Lily menatap punggung Syakila dan Nathan dengan nanar, rasanya sekarang ia tengah menonton kehancuran hatinya sendiri. Hatinya begitu perih melihat sahabat nya sendiri bersama orang yang ia suk. Padahal sangat jelas jika Syakila tahu bahwa Lily menyukai Nathan. Lily mengedip edip kan matanya menghalau air mata nya yang akan jatuh, entah apa alasannya. Sakit karna melihat sahabat yang ia percayai m, dekat dan berhianat padanya atau sakit karna Nathan yang tak menganggap dirinya.
"Li! " Lily menoleh pada Hana.
"Lo ngak papa kan? " Hana memegang bahu gadis itu, lalu menatap Lily tepat dimata gadis itu.
Lily memaksa untuk tersenyum, "Lily ngak papa, Han. " tuturnya parau.
Hana mematap Lily, meyakinkan dirinya bahwa sahabat didepannya itu tidak apa apa. Setelah setengah yakin, Hana hanya menganggukkan kepalanya.
"Li, sini duduk. Ada yang mau kita omongin." Lily mengagguk lalu duduk di tengah, antara Mira dan Kiandra.
"Lily lo jujur ama kita, kalo lo itu suka sama kak Nathan." Lily menatap Kiandra terkejut.
"Jujur aja Ly. Kita udah lama perhatiin lo yang suka diam diam lirik kak Nathan. " tambah Hana membuat Lily semakin membeku.
Dalam hatinya, ia semakin sakit. Sakit karna ia yakin Syakila lah yang membocorkan soal perasaannya pada Nathan ke sahabatnya. Padahal Lily sudah mengatakan untuk tidak mengatakannya dulu, dan sekarang sahabatnya sudah tahu.
Lily benar benar malu, sangat. Malu karna dirinya yang menyukai Nathan namun tak terbalas, malu karna apa yang ia harap malah mengaharapkan orang lain. Malu karna tak bisa berjuang, dan itu semua benar benar menyakitkan bagi Lily.
Dengan pasrah Lily menganggukkan kepalanya pelan. "Gue sik gak papa, Li. Tapi gue harap lo jangan sampe salah paham sama Syakila karna dekat dengan Nathan." ucap Kiandra dengan lirih, entah mengapa ia sekarang merasa dejavu.
Lily menatap Kiandra nanar, bahkan para sahabatnya berpihak pada Syakila. Namun ia tetap mengaggukkan kepalanya.
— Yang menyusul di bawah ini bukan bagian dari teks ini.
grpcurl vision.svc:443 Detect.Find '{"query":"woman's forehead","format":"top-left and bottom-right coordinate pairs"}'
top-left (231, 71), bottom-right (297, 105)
.............................
"Apaan?" Syakila bersedekap, menatap Nathan dengan datar.
Nathan yang ditatap begitu mendengus, "gue ngak suka lo nyuruh gue buat jauhin lo, sya. "
"Itu harus!! " Ucap Syakila tegas.
"Abang gue nyuruh buat jaga dan awasin lo selama di lingkungan kampus.Kalo gue langgar bisa bisa gue di marahi bang Rafael. "
__ADS_1
"Bukan urusan gue! "
"Oh, begitu yah. " ucap Nathan dingin. Syakila menoleh padanya, menyadari kata katanya yang terlalu egois.
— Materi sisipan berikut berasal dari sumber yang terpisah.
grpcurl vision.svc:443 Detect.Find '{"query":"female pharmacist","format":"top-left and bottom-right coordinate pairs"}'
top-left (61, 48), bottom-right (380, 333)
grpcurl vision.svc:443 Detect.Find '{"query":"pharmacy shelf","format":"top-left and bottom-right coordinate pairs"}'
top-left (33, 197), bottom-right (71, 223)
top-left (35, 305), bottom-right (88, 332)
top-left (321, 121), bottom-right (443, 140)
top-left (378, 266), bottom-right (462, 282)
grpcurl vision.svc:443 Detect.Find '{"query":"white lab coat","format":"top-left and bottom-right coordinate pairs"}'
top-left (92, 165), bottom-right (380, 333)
"Lo egois, Sya." Lirih Nathan," gue cuma mau ngejaga lo sebagai adik sekaligus orang sepesial bagi abang gue. Baru pertama kalinya abang gue percaya dan ngasih gue tugas dan baru kali ini gue mau buktiin kalu gue berguna bagi abang gue dengan berusaha ngejaga lo sebaik mungkin, tapi LO.." diakhir kalimat Nathan menaikkan oktaf suaranya tanpa sadar.
Syakila diam, tertenguh dengan perkataan Nathan. Syakila menundukkan kepalanya, bukan karna takut pada Nathan yang kesetanan tapi karna menyesali perbuatannya, menyesalai sikapnya yang egois. Yah, Syakila memang egois, sangat malahan.
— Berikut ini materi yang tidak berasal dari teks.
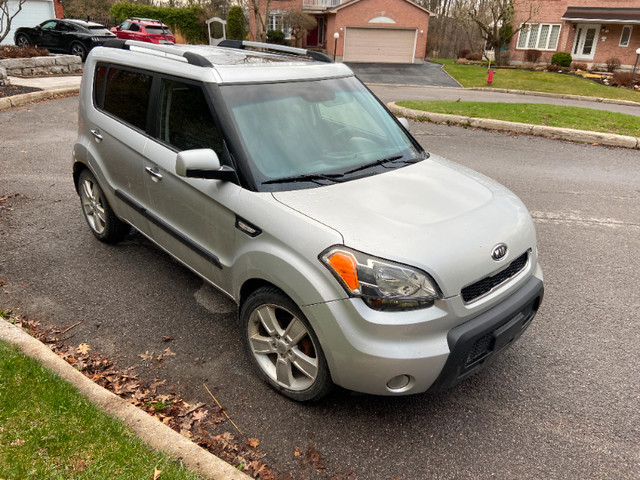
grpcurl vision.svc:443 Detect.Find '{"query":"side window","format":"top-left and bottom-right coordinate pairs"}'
top-left (157, 79), bottom-right (222, 154)
top-left (93, 65), bottom-right (108, 110)
top-left (96, 67), bottom-right (152, 131)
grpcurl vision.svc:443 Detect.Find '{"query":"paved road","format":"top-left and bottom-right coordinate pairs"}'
top-left (369, 85), bottom-right (640, 116)
top-left (0, 98), bottom-right (640, 480)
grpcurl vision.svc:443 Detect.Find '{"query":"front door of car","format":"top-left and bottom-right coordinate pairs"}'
top-left (87, 65), bottom-right (153, 236)
top-left (144, 78), bottom-right (241, 292)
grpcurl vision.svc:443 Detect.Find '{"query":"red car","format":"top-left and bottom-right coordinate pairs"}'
top-left (111, 17), bottom-right (176, 43)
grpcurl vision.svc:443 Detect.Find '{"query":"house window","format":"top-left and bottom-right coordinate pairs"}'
top-left (267, 12), bottom-right (291, 40)
top-left (516, 23), bottom-right (560, 50)
top-left (620, 25), bottom-right (633, 47)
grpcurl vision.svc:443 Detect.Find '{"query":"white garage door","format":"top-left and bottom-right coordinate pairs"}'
top-left (344, 27), bottom-right (417, 63)
top-left (2, 0), bottom-right (56, 45)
Padahal sudah jelas ia tahu bahwa Nathan sangat mengidolakan kakaknya, sangat menyanjung kakak nya karna menurutnya kakak nya adalah panutan pertamanya setelah ayah nya, idolanya, dan pahlawanya. Dan apapun yang dikatakan sang kakak adalah perintah baginya.
Dan seperti yang dikatakan Nathan tadi, sang kakak baru mempercayainya tapi dengan teganya dan egoisnya Syakila malah menyuruhnya untuk tidak menjanganya dan dengan kata lain Syakila menyuruh Nathan untuk menghancurkan kepercayaan Rafael padanya.
Syakila memang baru tahu bahwa Rafael adalah kakak Nathan, tapi soal Nathan yang mengidolakan sang kakak ia sudah tahu lama.
"Maaf!! " Syakila berkata lirih, benar benar menyesali sikap egoisnya.
Nathan menghela nafas frustasi, "apa alasan lo nyuruh gue ngejahui lo? "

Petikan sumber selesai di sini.